As with Zia, US now needs Modi

Published June 27, 2023
The writer is Dawn’s correspondent in Delhi.
The writer is Dawn’s correspondent in Delhi.

JUNE 25 marked the 48th anniversary of the suspension of democracy by Indira Gandhi in India, for which she cited internal disturbances as the trigger. Comparisons are in order of her 1975-77 emergency rule that lasted for all of 21 months, with Prime Minister Narendra Modi’s nine years so far of a right-wing regime busy dismantling India’s secular democracy for a Hindu supremacist alternative.

The sowing of ethnic and religious discord among Indians as a strategy to undermine India’s syncretic traditions has taken a debilitating toll on Manipur as it earlier did in Jammu and Kashmir where a wedge was sought to be driven between people. Elsewhere, former JNU student Umar Khalid just finished 1,000 days in Modi’s prison as have many other dissidents and journalists, way beyond the time spent as Mrs Gandhi’s quarries.

But let’s also see if Modi’s rise as an ally of the West bears resemblance to another subversion of democracy in South Asia, when the military dictator Ziaul Haq usurped power in Pakistan and imposed a puritanical theocratic order. Recent discussions on Modi’s state visit to the US missed the precedent. While Zia’s role in creating a monstrosity would soon show up as the Taliban and Al Qaeda in Afghanistan, the US hand in the Pakistani enterprise remains less discussed.

As Pakistanis were handed falsehoods about the imminent restoration of democracy, its military ruler hanged the deposed prime minister and became a geopolitical plank to expel the Soviet Union from Afghanistan. The nexus became a significant factor in the eventual fall of the Soviet empire.

The question arises particularly after Modi’s state visit last week at President Joe Biden’s invitation whether, as with Zia in the 1970s-80s, he was also being courted to don a role for the US, with a view to somehow weaken China.

Is the Indian slow march to collusion with the US not palpable in what is being described as the new Cold War? If the answer is ‘it is’, and that’s the role expected from India under Modi’s watch, the hullaballoo about the US betraying its widely touted commitment to democracy sounds untenable. What questions Modi was asked about the backsliding of democracy under his watch at a very visible press conference with Biden or how he parried them was of little consequence.

The elephant in the room was US complicity in the subversion of democracy yet again, the nature of the beast. The question to Modi should have been posed to Biden.
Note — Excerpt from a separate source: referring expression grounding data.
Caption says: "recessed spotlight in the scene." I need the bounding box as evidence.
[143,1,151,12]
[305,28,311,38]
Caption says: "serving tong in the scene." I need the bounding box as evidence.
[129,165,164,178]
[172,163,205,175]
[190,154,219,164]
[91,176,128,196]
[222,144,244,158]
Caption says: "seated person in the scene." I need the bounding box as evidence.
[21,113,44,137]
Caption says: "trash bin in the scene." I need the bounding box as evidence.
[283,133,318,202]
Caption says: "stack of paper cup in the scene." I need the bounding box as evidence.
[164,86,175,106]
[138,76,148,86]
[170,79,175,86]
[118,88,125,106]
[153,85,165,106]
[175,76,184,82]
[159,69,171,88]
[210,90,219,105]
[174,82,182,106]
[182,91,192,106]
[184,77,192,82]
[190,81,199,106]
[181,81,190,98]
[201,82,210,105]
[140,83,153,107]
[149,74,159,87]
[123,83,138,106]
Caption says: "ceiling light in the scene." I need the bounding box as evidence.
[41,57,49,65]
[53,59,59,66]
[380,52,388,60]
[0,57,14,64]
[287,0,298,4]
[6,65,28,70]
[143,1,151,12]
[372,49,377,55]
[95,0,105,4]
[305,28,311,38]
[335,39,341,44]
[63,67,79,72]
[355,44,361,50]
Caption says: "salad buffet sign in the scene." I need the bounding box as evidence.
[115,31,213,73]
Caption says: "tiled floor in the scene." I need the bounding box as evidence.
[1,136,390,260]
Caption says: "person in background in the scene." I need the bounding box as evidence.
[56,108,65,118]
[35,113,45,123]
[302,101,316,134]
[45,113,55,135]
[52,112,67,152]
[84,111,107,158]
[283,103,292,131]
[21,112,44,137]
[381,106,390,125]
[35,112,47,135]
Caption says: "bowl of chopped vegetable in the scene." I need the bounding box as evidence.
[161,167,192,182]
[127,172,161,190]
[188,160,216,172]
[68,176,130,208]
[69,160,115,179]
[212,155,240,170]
Tall claims came a cropper, didn’t they, in the US desertion of Afghanistan that left the devastated country to the mercy of the misogynistic Taliban who were waiting to take the catch for 20 years.
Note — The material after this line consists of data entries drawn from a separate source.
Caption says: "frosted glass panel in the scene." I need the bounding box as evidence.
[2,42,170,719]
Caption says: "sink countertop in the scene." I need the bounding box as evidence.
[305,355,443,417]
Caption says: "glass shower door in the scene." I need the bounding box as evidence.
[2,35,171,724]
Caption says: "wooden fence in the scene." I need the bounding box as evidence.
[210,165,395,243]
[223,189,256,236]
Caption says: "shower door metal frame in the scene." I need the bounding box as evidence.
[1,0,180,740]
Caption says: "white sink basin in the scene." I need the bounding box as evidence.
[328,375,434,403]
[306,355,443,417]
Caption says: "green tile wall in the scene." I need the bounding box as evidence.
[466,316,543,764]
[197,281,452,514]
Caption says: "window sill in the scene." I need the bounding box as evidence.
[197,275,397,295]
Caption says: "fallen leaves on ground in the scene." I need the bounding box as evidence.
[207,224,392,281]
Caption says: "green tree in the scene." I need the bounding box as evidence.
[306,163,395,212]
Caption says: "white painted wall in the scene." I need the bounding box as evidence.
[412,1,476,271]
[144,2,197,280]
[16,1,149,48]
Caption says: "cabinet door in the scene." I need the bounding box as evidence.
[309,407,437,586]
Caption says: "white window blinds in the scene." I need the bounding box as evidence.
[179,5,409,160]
Why should the prospects of a Hindu rashtra in India bother the American state if the creation of religious bigots in an erstwhile reasonably progressive Kabul, where women in the 1970s went to universities, and girls studied with boys, didn’t prick anyone’s conscience?

The elephant in the room was US complicity in the subversion of democracy yet again, the nature of the beast.
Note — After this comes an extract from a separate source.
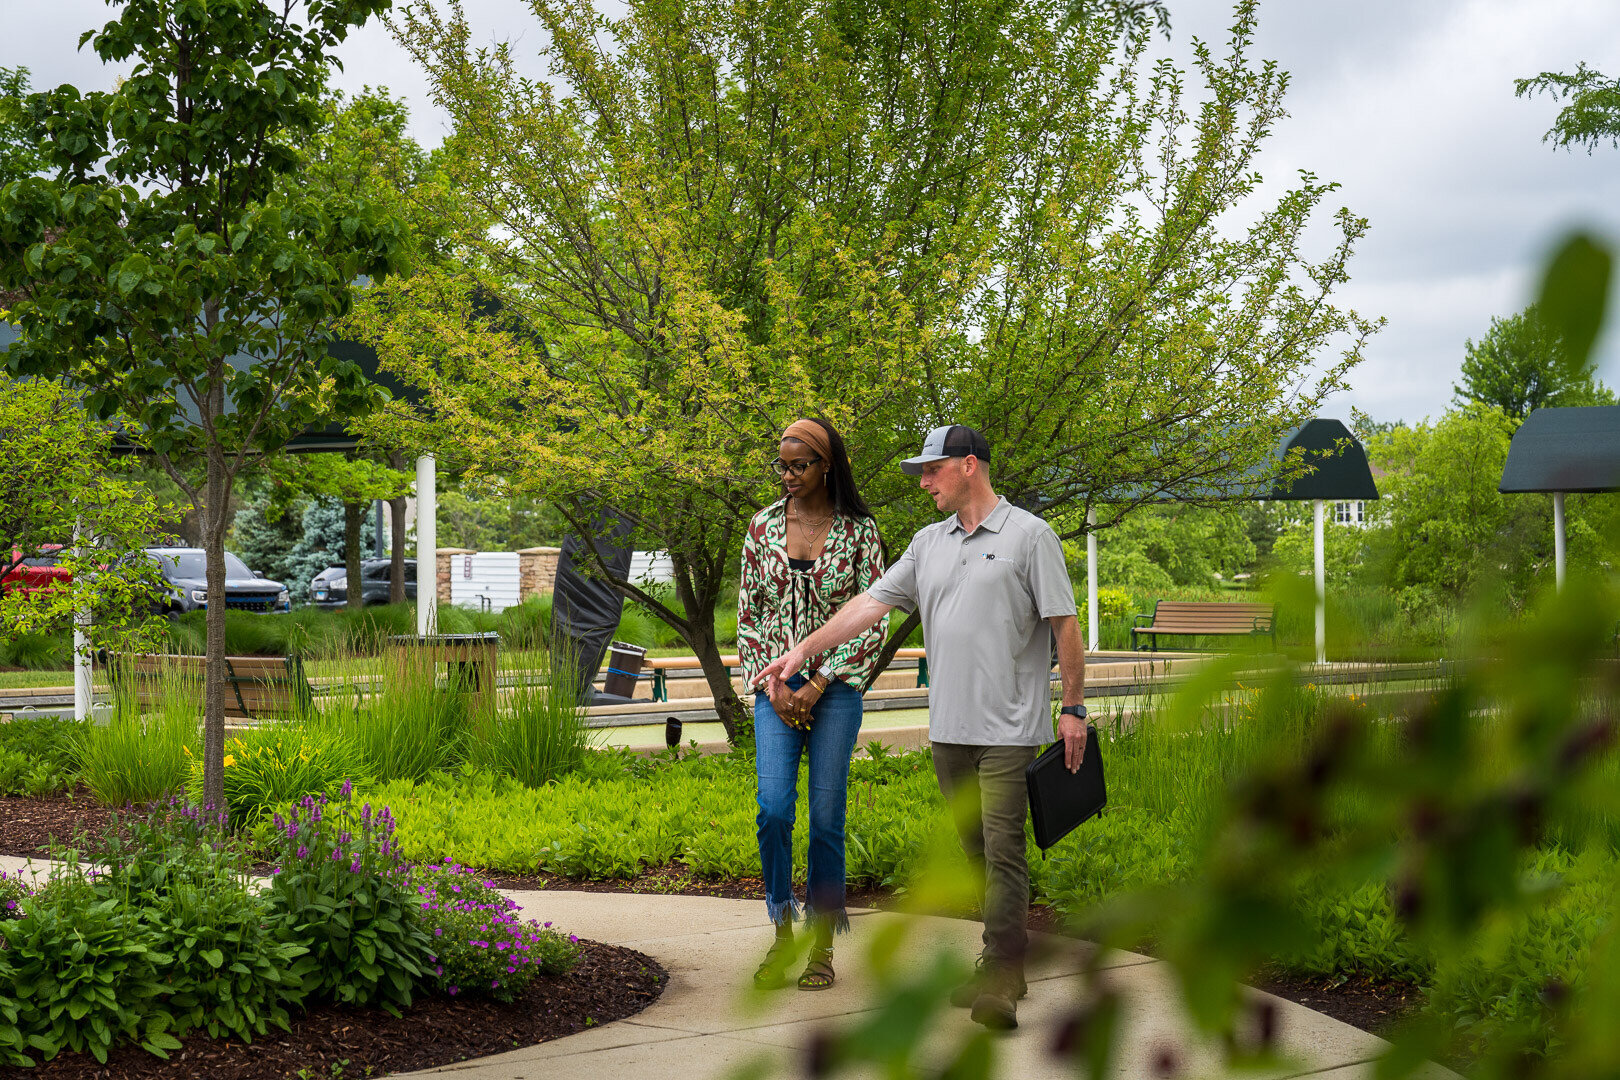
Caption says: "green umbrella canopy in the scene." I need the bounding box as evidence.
[1499,405,1620,494]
There’s a periodic reminder both within the Indian political discourse and outside, and it springs up in June every year, how Indira Gandhi tinkered with democracy and how vain her emergency rule was.

On the other hand, Zia’s 11-years of tyrannical rule as a widely cheered Western spearhead in South Asia is mostly remembered for celebrating the demise of the USSR. Zbigniew Brzezinski exulted with precisely that emotion.

What were the disturbances that Mrs Gandhi cited to suspend democracy? The religious revivalist Jamaat-i-Islami and the Hindu revanchist RSS became conjoined twins among her targets, together with Ram Manohar Lohia’s ‘socialists’ led by George Fernandes. Pro-China communist groups, chiefly Jyoti Basu’s comrades, were also in her cross hairs.

The pro-Moscow communist party and Bal Thackeray’s Shiv Sena supported the emergency. Moreover, when she reinstated democracy and held elections in 1977, the southern half of India backed her though her party was uprooted in the north.

A global case is evident for Modi’s rise and his embrace by the US. But the global context for India’s tryst with Mrs Gandhi’s emergency is usually not acknowledged with similar ease. Was Indira Gandhi not responding to a Cold War threat perception assessed by a newly converted Cold War partisan?

In other words, Mrs Gandhi’s 1971 defence pact with Leonid Brezhnev attracted an unpublishable insult from Richard Nixon. Henry Kissinger adlibbed with expletives that were only a shade worse against Indians, generally. The bile was gushing. And when Kissinger did finally apologise for his choice of words, he referred to the Cold War as the ruse.

Indeed, it was the post-Vietnam humiliation syndrome for the US, when Kissinger was handed a condolence award, the Nobel, which his Vietnamese interlocutor for the 1973 accord, Le Duc Tho, gracefully turned down. This was also a time when Beijing and Washington would jointly put a ‘string of pearls’ around the solitary pro-Soviet South Asian country, India.

The newly created Bangladesh was shaping into a Moscow client when a military coup eliminated Mujibur Rehman and most of his family members on Aug 15, 1975, less than two months into Mrs Gandhi’s emergency.

The coup turned the anti-India face of politics into a supplication of China and the US. Pakistan had laid the ground for the Mao Zedong-Richard Nixon handshake that flourished nicely until the Obama presidency saw Hillary Clinton crafting the Pivot to Asia, whose reverberations continue to be felt beyond China and the US.

Why is Biden counting on Modi, when Manmohan Singh or A.B. Vajpayee were equally pro-US? Democracies don’t work as great allies in imperialist ventures. Tony Blair tried and was hauled over the coals by his own parliament.

Pakistan’s parliament vetoed the West-backed invitation to send troops into Yemen, and Vajpayee could not send Indian troops to Iraq, fearing a coalition backlash. Modi is a safer candidate to deliver the goods, if he can.

The writer is Dawn’s correspondent in Delhi.